Duchenne muscular dystrophy was named after its discoverer, the French neurologist, Guillaume-Benjamin-Amand Duchenne. The term muscular dystrophy is created by several numbers of medical terminology prefixes, word roots, and suffixes. Firstly, the word “muscular”, contains the word root “musc” which means muscle. The suffix of “muscular”, is “-ar,” which can be defined as “pertaining to.” The word “muscular,” means “pertaining to muscle.” Secondly, the word “dystrophy,” is composed of the prefix, “dys-,” and the suffix “-trophy.” The prefix “dys-“has the definition of “painful/difficult,” and the suffix “-trophy,” means “development.” In full, muscular dystrophy can be defined as “painful and difficult development that pertains to the muscle.”
What are Genes??
A gene is the one sided unit that is passed down from generation to generation.
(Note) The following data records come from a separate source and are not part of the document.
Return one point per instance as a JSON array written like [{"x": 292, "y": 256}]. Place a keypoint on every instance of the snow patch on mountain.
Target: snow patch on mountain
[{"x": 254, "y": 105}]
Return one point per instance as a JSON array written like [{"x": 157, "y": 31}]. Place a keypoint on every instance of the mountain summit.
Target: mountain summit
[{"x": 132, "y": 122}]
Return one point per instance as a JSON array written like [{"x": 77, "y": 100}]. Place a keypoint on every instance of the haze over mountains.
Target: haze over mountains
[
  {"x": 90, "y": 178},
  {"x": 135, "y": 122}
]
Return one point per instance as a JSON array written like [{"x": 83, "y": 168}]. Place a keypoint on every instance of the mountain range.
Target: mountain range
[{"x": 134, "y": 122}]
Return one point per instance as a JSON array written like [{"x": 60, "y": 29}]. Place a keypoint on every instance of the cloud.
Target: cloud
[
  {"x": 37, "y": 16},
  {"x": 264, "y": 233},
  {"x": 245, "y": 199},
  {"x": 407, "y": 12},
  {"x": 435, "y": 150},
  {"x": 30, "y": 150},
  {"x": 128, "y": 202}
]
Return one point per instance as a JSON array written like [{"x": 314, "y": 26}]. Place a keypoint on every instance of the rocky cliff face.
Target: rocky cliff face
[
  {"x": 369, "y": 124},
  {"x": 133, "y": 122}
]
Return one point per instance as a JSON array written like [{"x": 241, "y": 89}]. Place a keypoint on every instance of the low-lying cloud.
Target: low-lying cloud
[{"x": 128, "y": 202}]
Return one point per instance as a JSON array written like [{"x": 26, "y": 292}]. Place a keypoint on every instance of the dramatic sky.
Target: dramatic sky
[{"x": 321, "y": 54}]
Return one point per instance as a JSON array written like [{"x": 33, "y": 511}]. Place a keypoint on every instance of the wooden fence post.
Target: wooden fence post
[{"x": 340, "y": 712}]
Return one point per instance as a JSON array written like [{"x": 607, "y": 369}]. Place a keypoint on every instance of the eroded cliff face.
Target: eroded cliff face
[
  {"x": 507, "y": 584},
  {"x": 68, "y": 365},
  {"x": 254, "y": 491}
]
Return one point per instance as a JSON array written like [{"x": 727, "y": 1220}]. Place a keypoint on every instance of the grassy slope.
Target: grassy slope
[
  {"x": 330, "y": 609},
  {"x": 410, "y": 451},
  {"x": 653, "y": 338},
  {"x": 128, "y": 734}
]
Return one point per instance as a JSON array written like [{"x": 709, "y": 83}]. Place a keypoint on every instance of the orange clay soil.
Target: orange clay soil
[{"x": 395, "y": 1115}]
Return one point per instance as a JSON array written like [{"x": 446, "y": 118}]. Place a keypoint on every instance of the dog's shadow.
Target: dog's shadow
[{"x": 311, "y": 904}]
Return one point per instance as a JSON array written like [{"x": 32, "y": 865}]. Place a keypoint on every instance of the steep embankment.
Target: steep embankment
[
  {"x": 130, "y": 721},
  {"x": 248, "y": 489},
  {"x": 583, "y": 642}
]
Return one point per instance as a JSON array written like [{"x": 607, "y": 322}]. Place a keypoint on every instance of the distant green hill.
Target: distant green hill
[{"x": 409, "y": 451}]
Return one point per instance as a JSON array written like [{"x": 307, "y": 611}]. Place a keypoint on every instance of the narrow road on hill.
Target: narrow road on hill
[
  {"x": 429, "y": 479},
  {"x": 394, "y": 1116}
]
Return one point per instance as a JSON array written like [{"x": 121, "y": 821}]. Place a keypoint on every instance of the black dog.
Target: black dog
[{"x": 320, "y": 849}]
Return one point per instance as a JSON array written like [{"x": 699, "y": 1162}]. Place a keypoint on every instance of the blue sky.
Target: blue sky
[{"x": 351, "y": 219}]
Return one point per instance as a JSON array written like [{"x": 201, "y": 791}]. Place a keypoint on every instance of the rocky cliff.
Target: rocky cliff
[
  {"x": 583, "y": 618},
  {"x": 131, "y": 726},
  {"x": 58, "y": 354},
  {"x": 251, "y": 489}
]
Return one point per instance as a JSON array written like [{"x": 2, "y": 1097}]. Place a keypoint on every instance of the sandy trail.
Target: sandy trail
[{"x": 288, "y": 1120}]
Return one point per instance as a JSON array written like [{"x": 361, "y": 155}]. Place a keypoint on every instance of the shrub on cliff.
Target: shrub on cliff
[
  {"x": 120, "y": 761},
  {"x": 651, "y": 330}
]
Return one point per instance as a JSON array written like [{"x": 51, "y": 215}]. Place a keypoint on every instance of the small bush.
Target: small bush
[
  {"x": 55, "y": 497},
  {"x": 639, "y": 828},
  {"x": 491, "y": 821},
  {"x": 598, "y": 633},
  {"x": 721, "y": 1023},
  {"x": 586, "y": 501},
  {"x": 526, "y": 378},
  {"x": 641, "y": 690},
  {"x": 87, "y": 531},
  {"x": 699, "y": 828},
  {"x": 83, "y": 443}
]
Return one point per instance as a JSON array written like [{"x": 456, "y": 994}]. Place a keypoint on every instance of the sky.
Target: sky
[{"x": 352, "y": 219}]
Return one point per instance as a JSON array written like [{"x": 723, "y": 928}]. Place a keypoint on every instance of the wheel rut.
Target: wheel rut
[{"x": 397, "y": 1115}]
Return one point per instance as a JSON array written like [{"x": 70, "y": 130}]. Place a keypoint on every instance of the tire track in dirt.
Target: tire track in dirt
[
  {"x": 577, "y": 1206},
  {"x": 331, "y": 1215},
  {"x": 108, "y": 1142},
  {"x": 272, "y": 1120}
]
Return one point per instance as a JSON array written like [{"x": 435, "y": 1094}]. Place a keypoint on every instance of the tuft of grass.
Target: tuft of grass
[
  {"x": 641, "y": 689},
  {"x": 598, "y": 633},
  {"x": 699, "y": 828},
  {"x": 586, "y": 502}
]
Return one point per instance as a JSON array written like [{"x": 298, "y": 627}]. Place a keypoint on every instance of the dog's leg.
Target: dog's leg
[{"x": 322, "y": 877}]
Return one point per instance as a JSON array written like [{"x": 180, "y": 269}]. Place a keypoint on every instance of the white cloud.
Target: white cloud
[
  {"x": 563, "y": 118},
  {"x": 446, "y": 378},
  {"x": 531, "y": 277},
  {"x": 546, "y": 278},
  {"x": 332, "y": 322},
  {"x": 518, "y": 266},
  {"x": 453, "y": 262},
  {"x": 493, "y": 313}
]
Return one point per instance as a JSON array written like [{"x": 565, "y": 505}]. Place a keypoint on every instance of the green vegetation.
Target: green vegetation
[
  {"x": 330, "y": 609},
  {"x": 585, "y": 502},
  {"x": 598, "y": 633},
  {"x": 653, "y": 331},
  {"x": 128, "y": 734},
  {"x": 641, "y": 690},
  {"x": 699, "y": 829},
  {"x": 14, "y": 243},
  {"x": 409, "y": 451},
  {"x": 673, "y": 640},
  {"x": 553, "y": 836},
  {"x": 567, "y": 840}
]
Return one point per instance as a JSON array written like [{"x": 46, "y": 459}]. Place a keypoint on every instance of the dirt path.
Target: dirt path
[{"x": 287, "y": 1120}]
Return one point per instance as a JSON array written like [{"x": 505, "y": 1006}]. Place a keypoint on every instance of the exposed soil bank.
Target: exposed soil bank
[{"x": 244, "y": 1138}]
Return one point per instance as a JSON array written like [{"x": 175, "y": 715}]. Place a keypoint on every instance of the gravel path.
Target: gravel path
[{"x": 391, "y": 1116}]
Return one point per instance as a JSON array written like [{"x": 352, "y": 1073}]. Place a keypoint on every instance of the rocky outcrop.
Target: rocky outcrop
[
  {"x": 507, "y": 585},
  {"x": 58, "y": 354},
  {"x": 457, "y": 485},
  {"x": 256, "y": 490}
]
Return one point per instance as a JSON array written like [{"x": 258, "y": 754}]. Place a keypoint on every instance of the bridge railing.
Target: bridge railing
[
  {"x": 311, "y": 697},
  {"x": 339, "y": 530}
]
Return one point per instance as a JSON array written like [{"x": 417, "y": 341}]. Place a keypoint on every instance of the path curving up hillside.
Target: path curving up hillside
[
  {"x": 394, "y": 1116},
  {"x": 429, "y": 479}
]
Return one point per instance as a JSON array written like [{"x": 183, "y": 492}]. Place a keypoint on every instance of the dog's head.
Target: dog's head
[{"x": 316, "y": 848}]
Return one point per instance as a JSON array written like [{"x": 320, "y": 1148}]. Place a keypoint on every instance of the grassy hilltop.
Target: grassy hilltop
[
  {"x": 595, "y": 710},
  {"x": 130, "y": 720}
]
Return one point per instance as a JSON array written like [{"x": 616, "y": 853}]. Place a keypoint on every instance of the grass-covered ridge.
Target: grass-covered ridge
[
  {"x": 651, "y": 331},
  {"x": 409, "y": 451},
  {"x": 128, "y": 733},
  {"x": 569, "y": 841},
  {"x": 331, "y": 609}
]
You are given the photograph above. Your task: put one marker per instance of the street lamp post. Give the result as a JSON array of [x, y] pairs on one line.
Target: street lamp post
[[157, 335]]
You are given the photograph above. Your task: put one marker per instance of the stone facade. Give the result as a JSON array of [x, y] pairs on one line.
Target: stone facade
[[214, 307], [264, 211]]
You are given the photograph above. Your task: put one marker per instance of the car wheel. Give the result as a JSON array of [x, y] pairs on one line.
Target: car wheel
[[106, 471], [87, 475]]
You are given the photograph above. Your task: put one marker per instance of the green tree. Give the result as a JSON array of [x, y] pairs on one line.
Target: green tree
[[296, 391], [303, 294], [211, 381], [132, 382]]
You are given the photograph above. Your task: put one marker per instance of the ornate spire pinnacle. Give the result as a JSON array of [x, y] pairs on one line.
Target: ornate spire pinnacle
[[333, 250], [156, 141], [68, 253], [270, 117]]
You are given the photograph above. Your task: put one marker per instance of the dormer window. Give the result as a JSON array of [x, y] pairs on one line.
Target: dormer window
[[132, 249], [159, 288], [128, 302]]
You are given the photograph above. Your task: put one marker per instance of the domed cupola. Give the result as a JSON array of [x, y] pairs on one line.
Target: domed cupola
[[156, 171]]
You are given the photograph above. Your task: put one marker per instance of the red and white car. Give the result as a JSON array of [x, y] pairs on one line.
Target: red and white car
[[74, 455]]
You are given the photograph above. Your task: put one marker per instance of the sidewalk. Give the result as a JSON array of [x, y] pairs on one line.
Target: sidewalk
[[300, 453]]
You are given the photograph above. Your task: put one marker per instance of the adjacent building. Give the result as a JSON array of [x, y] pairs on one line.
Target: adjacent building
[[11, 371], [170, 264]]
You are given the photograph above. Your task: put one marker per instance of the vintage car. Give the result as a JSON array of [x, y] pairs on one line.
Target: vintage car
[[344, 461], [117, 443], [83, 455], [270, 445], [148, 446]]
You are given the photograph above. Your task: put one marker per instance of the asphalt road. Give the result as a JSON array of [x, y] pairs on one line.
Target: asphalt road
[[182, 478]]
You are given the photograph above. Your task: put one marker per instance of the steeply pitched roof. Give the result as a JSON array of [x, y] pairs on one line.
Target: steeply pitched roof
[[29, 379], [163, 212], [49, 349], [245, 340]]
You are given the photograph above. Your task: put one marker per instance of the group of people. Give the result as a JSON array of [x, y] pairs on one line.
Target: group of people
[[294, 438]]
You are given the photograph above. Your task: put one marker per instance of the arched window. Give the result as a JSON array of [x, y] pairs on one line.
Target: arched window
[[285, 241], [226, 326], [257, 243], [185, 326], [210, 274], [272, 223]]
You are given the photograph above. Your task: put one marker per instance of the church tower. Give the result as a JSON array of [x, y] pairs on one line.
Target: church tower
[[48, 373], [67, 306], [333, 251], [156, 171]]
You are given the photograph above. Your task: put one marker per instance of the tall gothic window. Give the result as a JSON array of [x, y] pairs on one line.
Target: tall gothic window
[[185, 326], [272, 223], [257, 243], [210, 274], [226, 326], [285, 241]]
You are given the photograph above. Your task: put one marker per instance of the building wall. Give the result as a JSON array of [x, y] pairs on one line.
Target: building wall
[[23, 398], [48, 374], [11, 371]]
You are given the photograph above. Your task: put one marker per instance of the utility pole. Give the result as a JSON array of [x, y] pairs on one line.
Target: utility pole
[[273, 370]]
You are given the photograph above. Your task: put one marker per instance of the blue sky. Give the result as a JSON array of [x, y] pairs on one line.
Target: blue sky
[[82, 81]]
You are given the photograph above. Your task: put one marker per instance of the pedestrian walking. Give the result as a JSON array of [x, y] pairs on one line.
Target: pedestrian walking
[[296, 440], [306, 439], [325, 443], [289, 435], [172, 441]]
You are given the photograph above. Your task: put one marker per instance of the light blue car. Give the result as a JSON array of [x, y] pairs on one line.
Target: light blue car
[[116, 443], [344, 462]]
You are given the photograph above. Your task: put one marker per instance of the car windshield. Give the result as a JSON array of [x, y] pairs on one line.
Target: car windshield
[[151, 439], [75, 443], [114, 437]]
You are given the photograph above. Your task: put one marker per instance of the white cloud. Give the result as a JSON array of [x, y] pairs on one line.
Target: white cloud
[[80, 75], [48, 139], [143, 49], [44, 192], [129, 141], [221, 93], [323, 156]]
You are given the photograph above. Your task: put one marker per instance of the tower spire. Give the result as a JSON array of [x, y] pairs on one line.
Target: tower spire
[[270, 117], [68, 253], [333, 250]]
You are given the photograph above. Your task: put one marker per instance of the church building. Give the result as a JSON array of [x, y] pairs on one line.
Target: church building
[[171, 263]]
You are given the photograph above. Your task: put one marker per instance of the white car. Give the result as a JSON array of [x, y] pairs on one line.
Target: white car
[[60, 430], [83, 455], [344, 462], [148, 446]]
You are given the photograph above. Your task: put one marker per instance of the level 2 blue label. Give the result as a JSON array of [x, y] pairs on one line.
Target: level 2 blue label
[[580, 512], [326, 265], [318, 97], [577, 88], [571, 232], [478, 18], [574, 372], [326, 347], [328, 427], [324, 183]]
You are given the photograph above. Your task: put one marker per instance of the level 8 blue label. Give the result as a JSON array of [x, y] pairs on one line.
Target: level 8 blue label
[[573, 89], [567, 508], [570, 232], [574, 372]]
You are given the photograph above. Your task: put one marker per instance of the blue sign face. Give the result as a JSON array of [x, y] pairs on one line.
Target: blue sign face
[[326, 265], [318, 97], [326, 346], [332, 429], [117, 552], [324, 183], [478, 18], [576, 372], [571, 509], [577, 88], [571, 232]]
A person can have changes (or mutations) in their genes which have the ability to cause many health problems for the person hosting the malfunctioning genes. Depending on the type of change, the effect can be small; like a change in eye color, or it can lead to major health issues.
Mutations in a person’s genes results in the malfunctioning of genes. Within biology, we have learnt that in certain cases, there is a dominant gene that can hide the defective gene, which may also be called a recessive gene. In these cases, the dominant gene is strong enough to dampen the recessive trait, and keep the body functioning as it is supposed to.
A person or any other organism can be born with gene mutations, or they can develop mutations over the years in their lives. If the gene mutation is present within the egg or sperm cells of the parents, the children/offspring can have the gene mutation passed down to them by their parents. When such a case as this occurs, the mutation is present within every cell of the body, and the human body is not able to fix the mutation on its own.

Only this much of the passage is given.